Britta knew she wasn’t really falling. Her head was on a pillow and her body was lying on a bed. She knew this was a fact. It didn’t stop her screaming her lungs out.
The sensation of falling overwhelmed her. It wasn’t like a funfair ride where your stomach lurched a bit, this was freefalling without a parachute. It didn’t matter what she knew, the only thing that mattered was what she felt. And she felt she was about to die.
Which she was. She knew that too. Game death—no pain and no permanent damage. The fear was so tremendous, she was sure she was going to wet herself. Even though she lacked the body parts to produce the necessary fluids.
In a moment of sudden clarity, it became obvious how the VR rig worked. It didn’t project an image or produce a digital environment you moved around in. Everything the body experienced happened in one place; the brain.
When you pricked your finger on a pin, it might feel like the pain happened at the end of your arm, but that was only because your brain told you. That was why amputees could feel pain in limbs that were no longer there. You didn’t need a body to feel what a body feels. Or sees. Or smells, or hears, or anything else. You just needed a brain.
The real question was how they were able to link people together so they all experienced the same thing at the same time.
It would have been nice if these questions had distracted her from the fear of falling to her death, but it was just a fleeting thought that came and went, barely interrupting her sheer terror. There was probably one part of the brain for pondering life’s mysteries, and another for losing all control and screaming your guts out.
The fall was a long one. It gave her time to remember the point of all this. She wanted to die. It was the only way to stop the dancing. Even as she fell, her feet were still moving to some inaudible syncopated beat. Salsa, if she had to guess.
She also wanted to see what was down here. The darkness below her wasn’t penetrated by the light from the torches above. It felt like she was in a black cloud with no sign of what was on the other side.
She had to remember to cast the spell kobold priest had given her. Eternal Health would, she hoped, save her from staying dead. She would die and instantly resurrect with 1 HP. At least, that’s what she thought would happen. If not, she’d just die the old fashioned way and then have to wait the requisite twenty-fours hours to re-enter the game.

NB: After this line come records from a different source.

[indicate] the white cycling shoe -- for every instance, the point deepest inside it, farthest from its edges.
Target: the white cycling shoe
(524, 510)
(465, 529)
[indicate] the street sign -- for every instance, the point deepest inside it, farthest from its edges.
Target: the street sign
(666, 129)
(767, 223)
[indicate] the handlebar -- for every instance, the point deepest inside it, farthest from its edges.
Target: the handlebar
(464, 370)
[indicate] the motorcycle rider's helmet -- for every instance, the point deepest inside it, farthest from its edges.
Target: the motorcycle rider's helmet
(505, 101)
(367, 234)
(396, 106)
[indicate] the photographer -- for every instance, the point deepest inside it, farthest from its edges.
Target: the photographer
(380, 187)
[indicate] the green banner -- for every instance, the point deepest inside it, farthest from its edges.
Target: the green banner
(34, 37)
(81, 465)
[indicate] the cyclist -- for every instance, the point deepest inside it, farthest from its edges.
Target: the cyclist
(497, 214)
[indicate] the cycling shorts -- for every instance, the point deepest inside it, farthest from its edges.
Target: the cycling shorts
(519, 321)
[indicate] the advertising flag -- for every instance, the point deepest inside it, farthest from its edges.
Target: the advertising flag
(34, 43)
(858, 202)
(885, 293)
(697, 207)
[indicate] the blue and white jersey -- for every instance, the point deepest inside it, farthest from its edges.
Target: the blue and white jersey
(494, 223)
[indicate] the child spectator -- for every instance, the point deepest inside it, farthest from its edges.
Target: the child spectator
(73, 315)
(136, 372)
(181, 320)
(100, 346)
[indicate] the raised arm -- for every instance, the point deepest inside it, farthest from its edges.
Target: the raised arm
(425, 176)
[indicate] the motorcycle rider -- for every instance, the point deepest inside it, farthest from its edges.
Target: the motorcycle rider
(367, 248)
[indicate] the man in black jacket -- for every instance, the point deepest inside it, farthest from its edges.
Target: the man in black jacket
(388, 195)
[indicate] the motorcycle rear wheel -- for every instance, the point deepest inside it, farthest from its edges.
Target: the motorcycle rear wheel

With some difficulty, Britta brought up her status screen. It opened in front of her face and she was able to jab at the buttons with her fingers. To cast Eternal Healing she had to say Obrigado, which appeared to be a made up word. The problem was, with all the air rushing into her face, it was hard to speak clearly. Screaming, no problem. She hadn’t had time to create a hand gesture for the spell, so she’d have to hope her voice would carry.
“How long does Eternal Healing last?” Britta shouted. It came out as a garble of unintelligible sounds.
Three seconds, said the disembodied voice, unaffected by the rushing air.
At least that meant she could be heard by the computer or whatever it was that made magic happen. Three seconds wasn’t very long. She’d have to time it.
It was a shame she couldn’t save the spell for some other misfortune in the future. It would definitely come in useful. There would definitely be more misfortunes. But as Dr Reedy had said, the chances of her randomly being given a spell that cured her of the curse she was under was too unlikely. This spell was meant to be used here.
Britta peered down, hoping to see something. It was too dark. She pointed with her finger and a ball of light formed on the end of her hand, and then fell ahead of her. It dropped a lot quicker than her, which her physics teacher had told her shouldn’t happen. Of course, Miss Leamen’s lessons on terminal velocity and air resistance hadn’t accounted for magic.
The ball only lit up the area around it and that area was empty, but if it hit the bottom of the chasm she was in, that should give her enough time to cast the spell before she went splat. It was a plan. Not necessarily a good one, but the only one she had.
The ball stopped. It didn’t bounce or roll away, it just froze, held in mid-air. The glow illuminated the holder.
The dwarf had caught it in one hand, which he kept raised. His round, hairy face was looking up at her.
If she cast the spell and survived with a single point of health, the dwarf would just kill her. She would die twice and the spell would be wasted. Better to take the hit and come back tomorrow.
Although, she didn’t have to go alone.
The dwarf was directly beneath her, waiting. What if she aimed her body like a missile and landed on the dwarf? The impact would have to do a fair amount of damage.
The idea appealed to her. The fear of slamming into the ground was displaced by an eagerness to give the dwarf a surprise greeting. She brought her arms together in front of her, hands clasped to form a big fist.
The dwarf, eyes glowing, strained with eagerness. The stupid banshee-possessed psycho thought he was about to receive a gift. He was going to get a special delivery, that was for sure.